Social distancing and home confinement are the easy, unexpensive measures that punish citizens and exempt authorities' responsability; they are also the most depressing measures, mainly for those elders that live alone and helpless.

So yes: the strategies must be rethinked and the pandemic must be dedramatized: in Human history, it's a normal event, one that has been always overcome, and never did we have better tools for that.

JustPeachy said...

It is absolutely about the lockdowns. Most of the people I know are either retired, or working jobs that are essential, and are not facing financial crisis. But I have been watching several of them slowly deteriorate mentally, particularly those who live alone. They are becoming depressed and increasingly irrational. I just had a meetup at a park with one of them, because from her emails I was really worried about her. She's still going to work all week, but she's been super-careful about social-distancing outside work because she works with old people.

My own parents observed the lockdown for the first three weeks or so, and then both decided, basically, "we're old, and anything could kill us at any time-- a fall in the shower, a heart attack, whatever-- so it's not worth spending months or years self-isolating." So they're done with it. The stress of isolation was not worth it to them: they'd rather take the risk of dying of the virus.

G. Verloren said...

@JustPeachy

The thing is, they're not just taking the risk of dying - they're risking being an asymptomatic carrier and killing other people who they come in contact with.

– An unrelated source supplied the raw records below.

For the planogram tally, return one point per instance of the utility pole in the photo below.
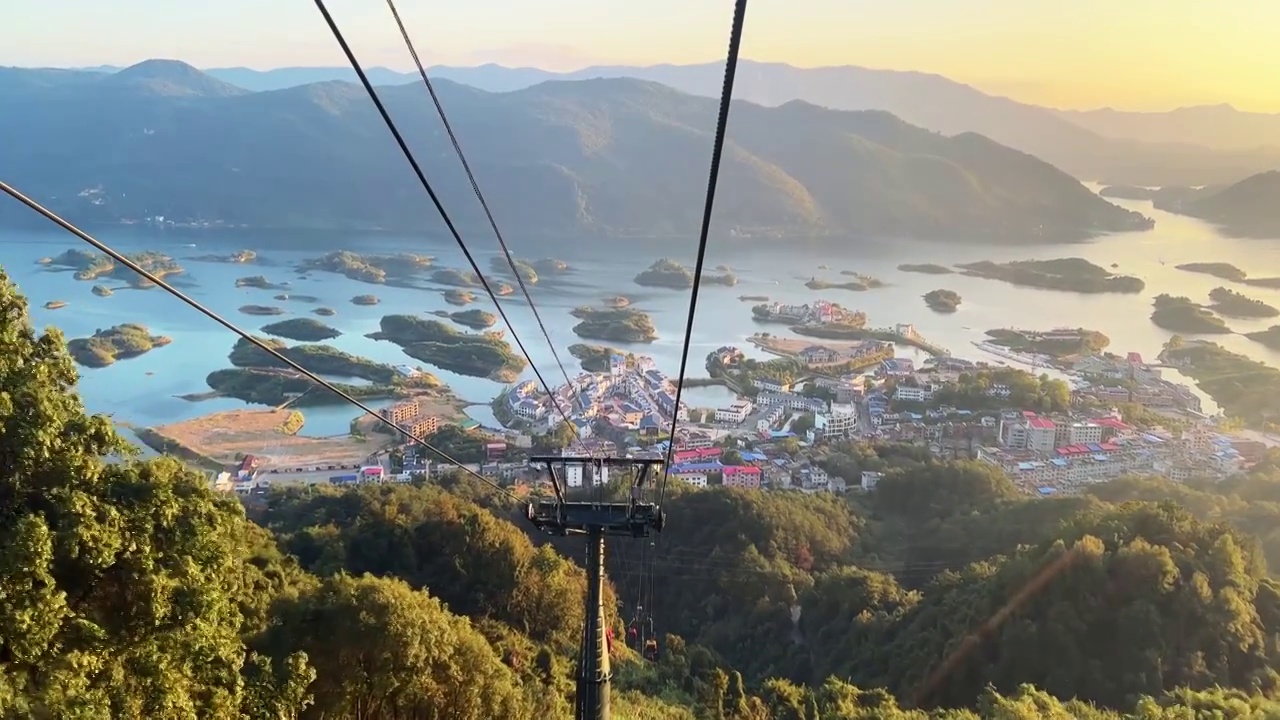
(597, 520)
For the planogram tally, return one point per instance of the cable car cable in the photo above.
(735, 41)
(435, 200)
(159, 282)
(475, 187)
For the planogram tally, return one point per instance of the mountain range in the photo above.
(1187, 146)
(604, 156)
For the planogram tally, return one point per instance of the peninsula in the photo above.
(942, 300)
(369, 268)
(92, 265)
(1230, 302)
(304, 329)
(594, 358)
(1072, 274)
(475, 319)
(1182, 315)
(625, 324)
(114, 343)
(484, 355)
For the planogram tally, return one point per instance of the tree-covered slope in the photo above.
(608, 156)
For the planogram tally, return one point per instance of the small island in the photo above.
(261, 310)
(1225, 270)
(666, 273)
(526, 272)
(455, 277)
(1182, 315)
(551, 267)
(261, 378)
(485, 355)
(460, 296)
(91, 265)
(942, 300)
(594, 358)
(1229, 272)
(1073, 274)
(927, 268)
(858, 285)
(256, 281)
(618, 326)
(1230, 302)
(114, 343)
(302, 329)
(240, 256)
(1269, 337)
(475, 319)
(369, 268)
(1057, 343)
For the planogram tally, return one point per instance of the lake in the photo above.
(603, 268)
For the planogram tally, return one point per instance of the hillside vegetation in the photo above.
(602, 156)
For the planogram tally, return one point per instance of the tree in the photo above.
(118, 582)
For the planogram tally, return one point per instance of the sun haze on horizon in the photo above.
(1136, 55)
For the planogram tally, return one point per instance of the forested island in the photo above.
(858, 285)
(369, 268)
(114, 343)
(261, 310)
(927, 268)
(90, 265)
(622, 324)
(304, 329)
(594, 358)
(1073, 274)
(475, 319)
(484, 355)
(1242, 386)
(1059, 343)
(1229, 272)
(1182, 315)
(260, 282)
(1225, 270)
(666, 273)
(1143, 580)
(1230, 302)
(942, 300)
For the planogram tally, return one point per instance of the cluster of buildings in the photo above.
(629, 396)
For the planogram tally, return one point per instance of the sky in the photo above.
(1127, 54)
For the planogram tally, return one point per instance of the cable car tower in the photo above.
(597, 520)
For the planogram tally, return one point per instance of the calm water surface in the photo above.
(144, 391)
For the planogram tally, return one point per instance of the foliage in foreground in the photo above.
(129, 589)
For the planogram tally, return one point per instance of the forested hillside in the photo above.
(132, 591)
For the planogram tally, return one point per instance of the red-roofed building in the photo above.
(741, 477)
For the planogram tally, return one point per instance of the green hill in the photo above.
(602, 156)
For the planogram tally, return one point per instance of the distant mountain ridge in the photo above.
(1124, 151)
(602, 156)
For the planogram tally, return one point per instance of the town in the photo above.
(1106, 417)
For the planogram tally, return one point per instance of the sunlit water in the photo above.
(603, 268)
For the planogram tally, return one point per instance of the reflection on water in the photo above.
(764, 268)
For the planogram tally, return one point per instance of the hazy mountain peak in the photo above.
(173, 78)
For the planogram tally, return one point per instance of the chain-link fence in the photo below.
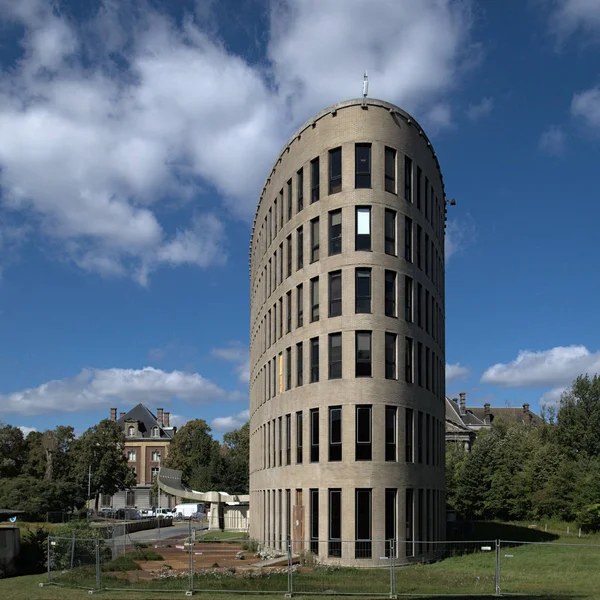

It's like with seat belts in cars - yes, wearing a seatbelt makes it more likely that YOU will live, but choosing not to wear one actually puts OTHER people in danger, because it makes it much likelier for you to be thrown from the vehicle in a collision, which in turn creates road hazards as people swerve to avoid hitting you, or can even turn your corpse into a missile which flies through someone else's windshield and harms them directly.

Or even better - it's like smoking. Sure, if you don't care about your own health, you might argue that you should be allowed to smoke - but it also harms everyone around you, and that's not something you have a right to choose for them.

JustPeachy said...

@Verloren:

In case you're wondering why I don't respond to your comments anymore, it's because you don't read mine. It's deeply frustrating trying to have a conversation with someone who doesn't actually listen, projects their own assumptions onto me, and then responds to those assumptions instead of what I actually said. If you were curious, you could have asked for clarification.

But you didn't. You assumed.

So it's not worth trying to have a discussion here, or even an argument. Back to ignore.